He indicated that Mr. Obama’s most recent meeting on Afghanistan zeroed in on the condition of the military. “The president is focusing on the pressure, the stress that all these tours of duty have placed upon our troops, and that’s a real issue,” he told reporters at a breakfast in Washington hosted by the Monitor.

Despite obvious concern over the military's condition, Gen. Stanley McChrystal, the top commander in Afghanistan; Gen. David Petraeus, commander of US Central Command; and Adm. Mike Mullen, chairman of the Joint Chiefs of Staff, have all signaled that more troops are the answer. Mullen in particular has also pushed to increase the amount of time that troops have at home between deployments.

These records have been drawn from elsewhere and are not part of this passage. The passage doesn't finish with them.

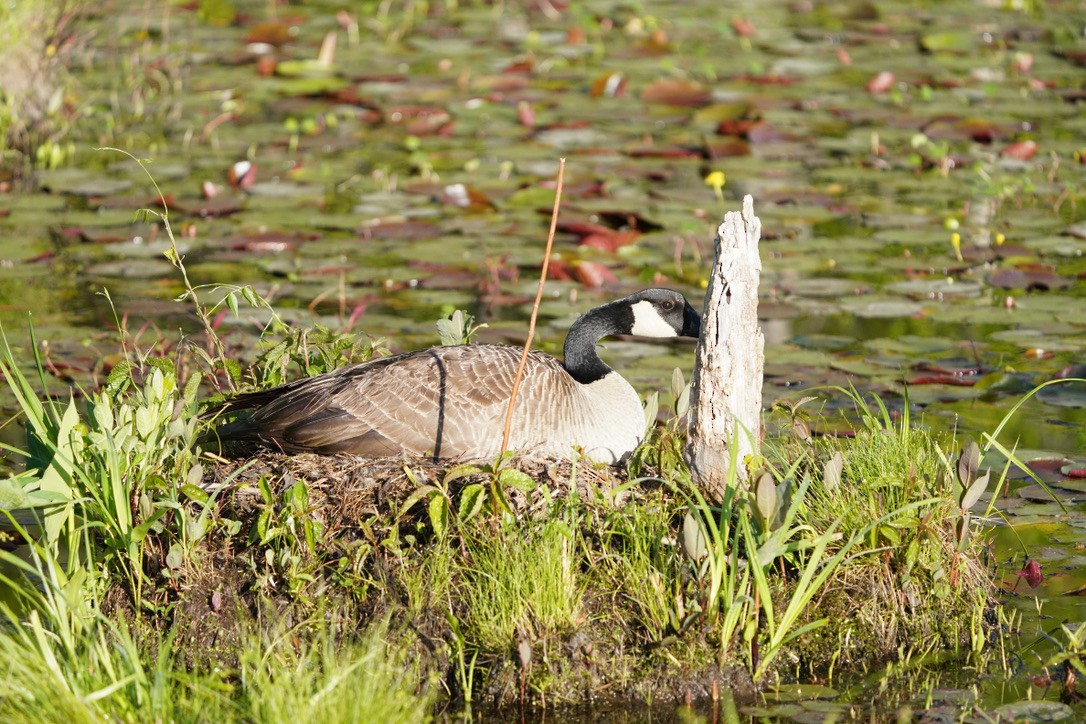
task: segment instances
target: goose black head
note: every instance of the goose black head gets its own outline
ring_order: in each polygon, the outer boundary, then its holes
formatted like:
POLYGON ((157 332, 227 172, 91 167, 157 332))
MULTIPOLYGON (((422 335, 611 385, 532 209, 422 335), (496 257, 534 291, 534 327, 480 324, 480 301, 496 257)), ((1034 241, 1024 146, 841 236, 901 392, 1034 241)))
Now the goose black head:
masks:
POLYGON ((632 313, 630 334, 641 337, 698 337, 701 315, 686 297, 671 289, 646 289, 626 298, 632 313))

Still, the troop weariness issue – which hasn’t come up in months as deployments to both Iraq and Afghanistan have normalized – could have some sway.

Currently, about 100,000 foreign troops are in Afghanistan. McChrystal has requested up to 60,000 troops for a counterinsurgency strategy.

Obama is holding a series of meetings with top advisers to decide the way forward in Afghanistan.

For his part, Levin believes that the focus should be on training the Afghan forces and that this is ultimately the way out of Afghanistan.

He heralded remarks made Wednesday by British Prime Minister Gordon Brown, who committed 500 additional troops to Afghanistan for a total of 9,500, but who wants the focus to be on training the Afghan army. This, Levin says, is the way for the United States to show “resolve” in Afghanistan.